Add control commands to track jobs in CLI#72
Conversation
Vismayak
commented
Mar 2, 2026
- Updated README.md to include new job control commands for listing, checking status, viewing logs, and canceling jobs.
- Enhanced CLI functionality to track jobs in a local registry, integrating with Slurm for real-time job state updates.
- Introduced job name generation for SLURM jobs to improve identification and tracking.
- Updated batch script creation to use dynamic job names based on model identifiers.
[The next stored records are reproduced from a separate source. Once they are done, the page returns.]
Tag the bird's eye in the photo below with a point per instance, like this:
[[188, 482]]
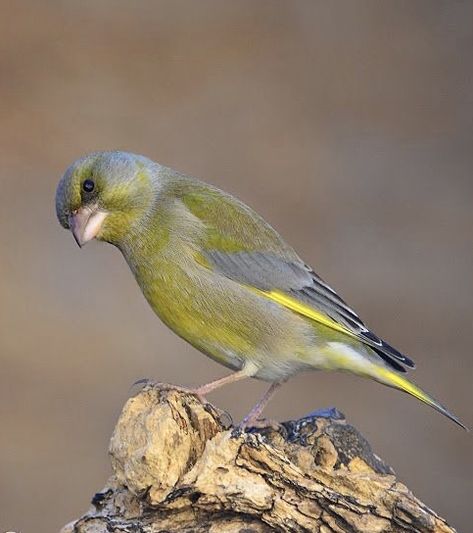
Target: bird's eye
[[88, 186]]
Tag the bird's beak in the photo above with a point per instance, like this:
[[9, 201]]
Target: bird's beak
[[85, 223]]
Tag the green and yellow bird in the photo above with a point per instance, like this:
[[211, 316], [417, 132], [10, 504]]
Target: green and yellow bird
[[221, 277]]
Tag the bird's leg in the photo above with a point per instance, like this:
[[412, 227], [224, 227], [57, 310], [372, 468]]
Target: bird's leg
[[251, 419]]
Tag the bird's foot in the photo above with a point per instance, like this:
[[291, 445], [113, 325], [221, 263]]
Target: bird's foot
[[260, 423]]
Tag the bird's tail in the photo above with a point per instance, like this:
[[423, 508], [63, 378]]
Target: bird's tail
[[342, 357], [394, 379]]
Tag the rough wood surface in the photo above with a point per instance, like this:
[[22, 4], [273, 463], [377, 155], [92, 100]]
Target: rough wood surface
[[179, 466]]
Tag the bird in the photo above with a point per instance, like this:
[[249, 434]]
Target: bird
[[219, 276]]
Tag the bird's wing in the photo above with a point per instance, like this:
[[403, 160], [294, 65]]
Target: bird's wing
[[296, 286]]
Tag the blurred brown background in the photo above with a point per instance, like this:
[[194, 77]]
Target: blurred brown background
[[347, 124]]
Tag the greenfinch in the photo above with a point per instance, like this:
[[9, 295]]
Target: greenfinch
[[221, 277]]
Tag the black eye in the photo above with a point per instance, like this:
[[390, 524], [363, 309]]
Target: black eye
[[88, 186]]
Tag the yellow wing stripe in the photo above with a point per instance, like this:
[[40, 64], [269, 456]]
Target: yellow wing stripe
[[305, 310]]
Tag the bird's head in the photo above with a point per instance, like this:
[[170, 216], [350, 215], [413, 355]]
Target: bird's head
[[105, 194]]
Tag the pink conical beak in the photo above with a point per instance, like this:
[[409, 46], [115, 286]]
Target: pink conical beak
[[85, 224]]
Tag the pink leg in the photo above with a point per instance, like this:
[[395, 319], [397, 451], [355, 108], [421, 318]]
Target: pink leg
[[252, 417]]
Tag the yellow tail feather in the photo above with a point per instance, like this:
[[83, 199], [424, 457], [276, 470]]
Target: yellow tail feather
[[393, 379]]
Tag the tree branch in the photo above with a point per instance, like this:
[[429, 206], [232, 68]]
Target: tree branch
[[179, 466]]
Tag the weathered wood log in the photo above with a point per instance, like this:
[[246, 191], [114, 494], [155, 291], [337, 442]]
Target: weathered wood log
[[179, 466]]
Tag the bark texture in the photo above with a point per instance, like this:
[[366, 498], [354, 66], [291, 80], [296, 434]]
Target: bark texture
[[179, 466]]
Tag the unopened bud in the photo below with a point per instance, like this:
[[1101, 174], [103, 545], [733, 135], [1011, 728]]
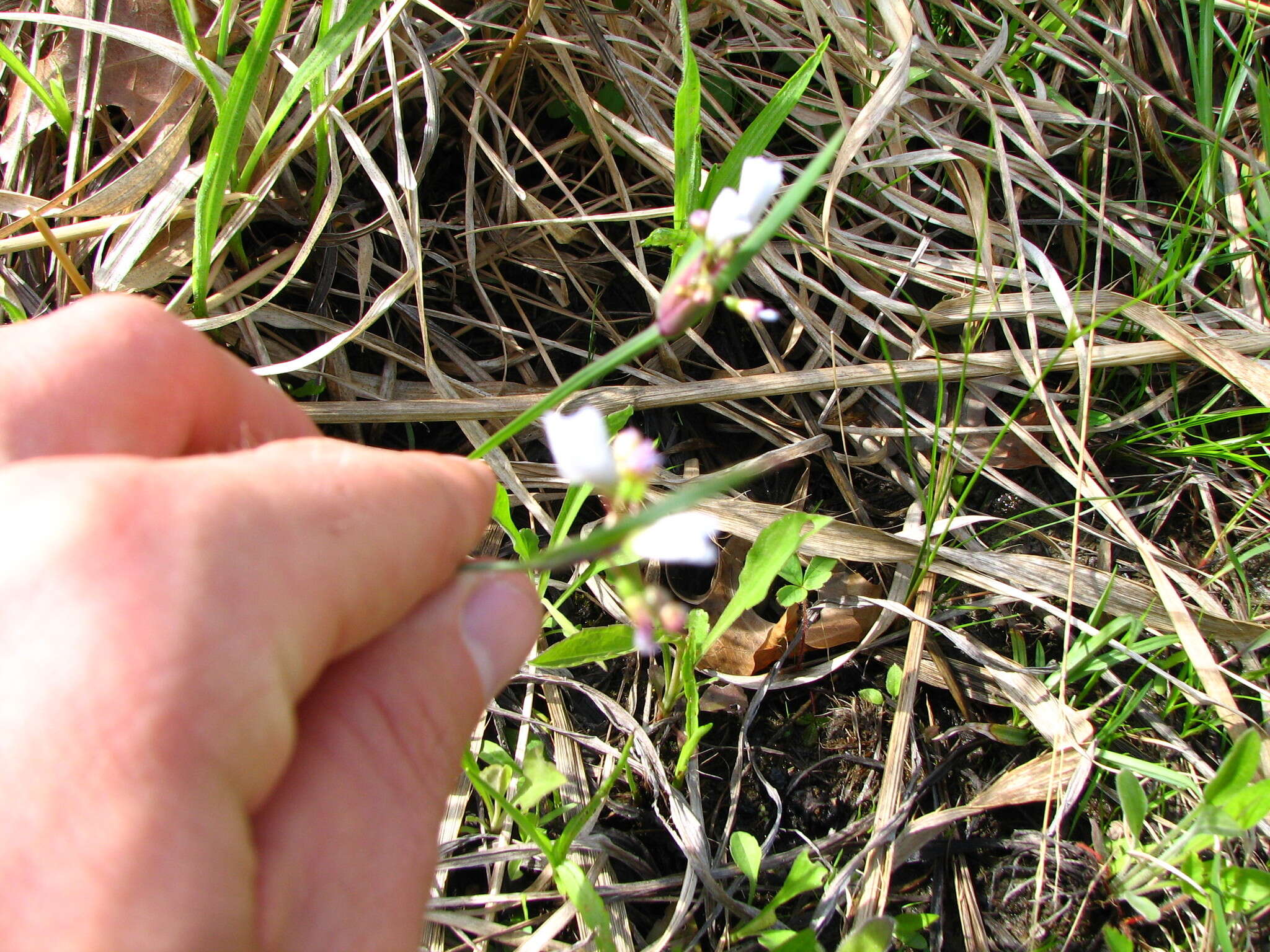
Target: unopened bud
[[643, 637], [673, 617], [685, 299], [636, 455]]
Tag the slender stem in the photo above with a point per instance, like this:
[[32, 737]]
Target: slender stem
[[641, 345], [673, 683]]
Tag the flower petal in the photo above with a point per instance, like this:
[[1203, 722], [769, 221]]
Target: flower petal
[[760, 179], [686, 539], [729, 218], [579, 446]]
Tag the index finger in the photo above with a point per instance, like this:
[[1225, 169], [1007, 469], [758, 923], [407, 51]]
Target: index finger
[[116, 374]]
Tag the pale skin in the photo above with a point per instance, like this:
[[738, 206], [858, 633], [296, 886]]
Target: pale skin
[[238, 667]]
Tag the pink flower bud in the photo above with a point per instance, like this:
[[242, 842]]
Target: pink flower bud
[[673, 617], [636, 455], [685, 299]]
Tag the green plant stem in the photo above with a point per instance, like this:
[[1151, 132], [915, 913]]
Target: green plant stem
[[638, 346]]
- Updated README.md to include new job control commands for listing, checking status, viewing logs, and canceling jobs. - Enhanced CLI functionality to track jobs in a local registry, integrating with Slurm for real-time job state updates. - Introduced job name generation for SLURM jobs to improve identification and tracking. - Updated batch script creation to use dynamic job names based on model identifiers.
|
Having trouble running more extensive tests because of large queue in CampusCluster but initial tests are promising. I think too much data is shown in LLMFlux status, will need to remove some of the unnecessary data. We also have the job status |
|
Note - Now that we are able to get a more accurate elapsed time using SLURM job details, we should remove the inefficient Will create a seperate issue for this. We could possibly run the benchmark task as a background process that polls the status of the job and creates benchmark file with the accurate elapsed time when job is completed |
- Updated CLI to use new job detail retrieval methods, replacing deprecated functions for active and historical jobs. - Enhanced job state extraction logic to accommodate different Slurm JSON schemas. - Added helper functions for formatting timestamps and job time limits. - Improved test coverage for job commands and state extraction. - Updated documentation strings for clarity and consistency.
- Changed the CLI to use job details from the `jobs` dictionary instead of `slurm_data`. - Modified `get_active_job_details` to utilize `sacct` for fetching job states, improving accuracy for running and pending jobs. - Simplified the `get_job_details` function to directly query accounting history, removing the fallback to the queue. - Enhanced unit tests for job details retrieval, ensuring only relevant job IDs are returned.
|
Interesting idea. How do I use this? example command? |
|
Hi @joshfactorial, you can run it with the following instructions in the README 😄 |
Ralhazmy1
left a comment
There was a problem hiding this comment.
Tested jobs commands worked as expected
|
Everything worked for me! |